Since upgrading to Gerrit 2.14.0, we've noticed poor push performance for tags and commits, especially later in the workday. Push times often exceed 1 minute - I've personally seen as high as 6m30s - which is a significant regression for us. The initial cause was thought to be the recently-introduced autogc capability, so we disabled it by setting receive.autogc false in all of our repos, but we're still seeing very bad push performance even with it disabled.
One thing I have noticed is that every new patchset or tag pushed to Gerrit causes a new pack file to be created. In the case of a tag pushed after a patchset, a new pack file with the patchset content + the tag object is created, i.e. we have one pack with the commit, tree, and blob objects, plus another pack with all of that plus a tag object. I'm not sure if this is new or if this is how JGit/Gerrit have always worked.
Having the additional packfiles doesn't seem to affect small repos where there is not a lot of change during the day, however for one of our larger/busier repos we end up with hundreds of pack files by the end of the workday; we do a single GC run at about 10pm - GC on this repo takes ~45 minutes since Gerrit 2.14 - which reduces the number of pack files to 2, but then dozens of nightly builds (each of which are tagged) plus whatever developers push during the day brings the total back up into the hundreds by the next evening.
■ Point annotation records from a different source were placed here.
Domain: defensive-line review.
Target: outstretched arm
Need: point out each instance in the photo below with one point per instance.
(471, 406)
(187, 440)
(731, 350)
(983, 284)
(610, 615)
This affects our developers when they try to push, and also slows down any automated push activity (e.g. build tagging).
Regular git doesn't seem to create these additional pack files, instead there are new loose objects which are then gathered into a pack by gc if a loose object threshold is crossed.
Is JGit (or Gerrit's use of JGit) supposed to be creating all these additional pack files? Would a high number of small pack files, some with redundant data, contribute to push performance issues? If so, is there any information I can put together which would help narrow down what the problem is?